In comparison, the pull method has an agent on each host which at a specific time checks for a configuration from a central repository. One of the advantages is security. This method requires the host to connect to a central system. This helps with security concerns because the central system talks with the client via just one port and one user. In the push pattern, the system can have more than one user and port to configure and thus much more to secure. Deciding whether to use a push or pull system requires an understanding of the underlying architecture. A pull-based system is more scalable than a push-based system.

This depends on the configuration of the system. A pull-based system doesn’t rely on only one node to pull down the configuration. This means it is possible to add a number of nodes and scale the architecture. On the other hand, the push system has a central node to manage the nodes. It is not really possible to scale up the architecture compared with a pull system. To scale up the push system, the design needs more than one central node. This means having different parts of the infrastructure, such as getting the configuration from a different server location. This can be, for example, a split based on the geographical area, but this means we need to be sure all of the central nodes have exactly the same configuration. However, this increases the complexity and requires more resources of the push system.

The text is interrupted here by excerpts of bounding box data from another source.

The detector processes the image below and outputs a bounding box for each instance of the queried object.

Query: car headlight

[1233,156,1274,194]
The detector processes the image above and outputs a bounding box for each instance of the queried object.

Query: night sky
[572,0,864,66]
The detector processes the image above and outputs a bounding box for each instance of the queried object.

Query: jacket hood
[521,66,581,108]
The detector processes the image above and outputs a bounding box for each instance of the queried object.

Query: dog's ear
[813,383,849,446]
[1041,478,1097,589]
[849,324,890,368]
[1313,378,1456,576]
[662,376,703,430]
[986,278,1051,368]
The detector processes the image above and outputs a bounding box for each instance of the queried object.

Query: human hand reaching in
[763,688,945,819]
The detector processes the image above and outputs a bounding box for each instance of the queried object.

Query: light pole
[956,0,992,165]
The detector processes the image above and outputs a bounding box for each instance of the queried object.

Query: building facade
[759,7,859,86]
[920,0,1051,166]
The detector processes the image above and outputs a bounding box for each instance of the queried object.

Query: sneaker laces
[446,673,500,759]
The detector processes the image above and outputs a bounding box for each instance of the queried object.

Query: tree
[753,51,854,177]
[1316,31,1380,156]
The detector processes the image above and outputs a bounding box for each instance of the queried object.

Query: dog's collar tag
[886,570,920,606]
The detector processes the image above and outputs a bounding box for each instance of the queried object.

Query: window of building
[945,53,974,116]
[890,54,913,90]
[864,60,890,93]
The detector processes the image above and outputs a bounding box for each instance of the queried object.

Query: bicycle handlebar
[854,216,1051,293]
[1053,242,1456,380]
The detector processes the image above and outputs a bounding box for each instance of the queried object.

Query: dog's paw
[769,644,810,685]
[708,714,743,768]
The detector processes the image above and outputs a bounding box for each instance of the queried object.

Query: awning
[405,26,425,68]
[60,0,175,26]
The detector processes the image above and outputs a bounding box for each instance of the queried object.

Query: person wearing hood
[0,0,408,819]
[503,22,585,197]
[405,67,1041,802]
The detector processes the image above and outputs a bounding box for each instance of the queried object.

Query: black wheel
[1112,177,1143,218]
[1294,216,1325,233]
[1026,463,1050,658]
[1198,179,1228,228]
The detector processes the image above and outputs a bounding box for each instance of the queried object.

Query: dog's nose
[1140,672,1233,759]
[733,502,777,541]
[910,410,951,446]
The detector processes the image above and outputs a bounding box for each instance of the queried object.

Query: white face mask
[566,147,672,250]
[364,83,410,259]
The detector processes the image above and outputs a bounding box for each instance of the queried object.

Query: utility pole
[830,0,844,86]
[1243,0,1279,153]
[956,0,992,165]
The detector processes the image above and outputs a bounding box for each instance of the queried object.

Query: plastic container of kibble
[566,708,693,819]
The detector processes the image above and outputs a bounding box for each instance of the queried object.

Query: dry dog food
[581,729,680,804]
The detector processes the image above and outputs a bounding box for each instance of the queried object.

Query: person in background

Engineering Practices for IaC

The central caveat behind Infrastructure as Code is to utilize the same principles used for software engineering. The main focus of a software engineer practice is to enhance the quality of the system. This is done following these practices and principles:

  1. To delivery working code at an early stage
  2. To delivery said code in a continuous manner
  3. To build code of a high quality
  4. To build a small piece of code at every iteration in a continuous cycle
  5. To ensure that each release achieves the highest quality
  6. To obtain constructive feedback for every release
  7. To expect change

These principles are inspired by the Agile Manifesto, which drives change and hence the development of Infrastructure as Code. Applying these principles in your IaC development helps you introduce and develop high quality code. The main focus is to improve the quality of the system.

Improving the System Quality

One of the most important engineering principles is system quality. Having good quality is key to having a system that is maintainable and scalable. To build the quality on your system, it is necessary to put in place some practices in your development life cycle:

  1. Use version control.
  2. Unit test the code.
  3. Build a CI.
  4. Comment the code.

These practices are common for software development. In IaC, the quality is improved, which makes the system more stable and easy to scale or maintain. It is easy to commit this practice to the IaC definition since IaC is defined using a file.

Quality of software is not only concerned with the expected response of functions but also with the capacity to maintain code, comment the code, and unit test the code. All of this helps maintain the code for changes or maintenance. To enhance overall quality in the system, all of practices listed above must be utilized at each iteration. The result is to enable fast feedback on each iteration to analyze whether your infrastructure is stable and reliable.

Version control is important (versioning the infrastructure) because the system is a text file. It is easy to version this file in a source control like Git. To have a file under version control enables another engineer to perform a code review. This improves the quality of code and it also disseminates knowledge of the code, inducing a positive discussion.